19 October 2018
Author: Ben van Berkel
Technological disruption means that our possible futures are many and it would be a conceit to believe we can predict exactly which will come to fruition. But as architects our role is not only to speculate but to visualise; to quite literally draw the lines of the future we wish to move towards. Guided by ecological and socially sustainable principles, we can then begin to design the steps towards achieving that future.
In the previous century, numerous machines were invented for the home as time- and labour-saving devices: the washing machine, the sewing machine, the dishwasher. Similarly, we welcomed the invention of new entertainment devices to help fill our leisure time.
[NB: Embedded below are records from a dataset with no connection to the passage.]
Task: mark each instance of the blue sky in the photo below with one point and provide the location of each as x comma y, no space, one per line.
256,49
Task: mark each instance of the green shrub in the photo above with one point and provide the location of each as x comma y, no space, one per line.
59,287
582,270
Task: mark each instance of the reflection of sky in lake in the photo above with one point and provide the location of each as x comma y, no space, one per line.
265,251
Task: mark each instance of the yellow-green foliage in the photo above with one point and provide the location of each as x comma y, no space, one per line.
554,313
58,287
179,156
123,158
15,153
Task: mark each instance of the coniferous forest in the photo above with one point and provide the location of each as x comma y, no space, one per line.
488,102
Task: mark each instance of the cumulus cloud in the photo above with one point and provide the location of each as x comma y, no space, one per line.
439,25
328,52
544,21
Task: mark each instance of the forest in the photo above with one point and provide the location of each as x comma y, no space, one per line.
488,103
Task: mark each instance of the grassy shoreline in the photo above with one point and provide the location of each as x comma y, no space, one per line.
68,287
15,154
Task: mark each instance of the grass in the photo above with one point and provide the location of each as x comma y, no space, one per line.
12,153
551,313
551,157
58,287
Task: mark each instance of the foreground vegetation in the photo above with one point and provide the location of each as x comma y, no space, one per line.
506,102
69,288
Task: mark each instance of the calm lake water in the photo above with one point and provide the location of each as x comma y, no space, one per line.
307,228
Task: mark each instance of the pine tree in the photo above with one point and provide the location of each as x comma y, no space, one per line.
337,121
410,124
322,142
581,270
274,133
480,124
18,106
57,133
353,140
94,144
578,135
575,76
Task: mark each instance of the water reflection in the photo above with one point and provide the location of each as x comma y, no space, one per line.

At the start of this century, following the advent of the digital revolution, not only did we start using smart devices, but we soon decided that we needed even more control over, and convenience, from the machines we already had. Enter the Internet of Things (IoT). Our household devices are now connected and can be controlled both centrally and remotely by a simple voice command. Furthermore, our machines now talk to each other. Soon our homes themselves will become empathic machines that learn from our preferences and automatically respond to our behaviour and habits. And we won’t even have to ask them to do so.
But what is perhaps of more interest for the future is that the technologies involved also – through data collection – make our lives measurable. With the added use of sensor technologies, we will seamlessly monitor the spaces we live in for ideal temperatures, light levels, air quality, humidity and energy consumption – simultaneously improving both our health and that of the planet.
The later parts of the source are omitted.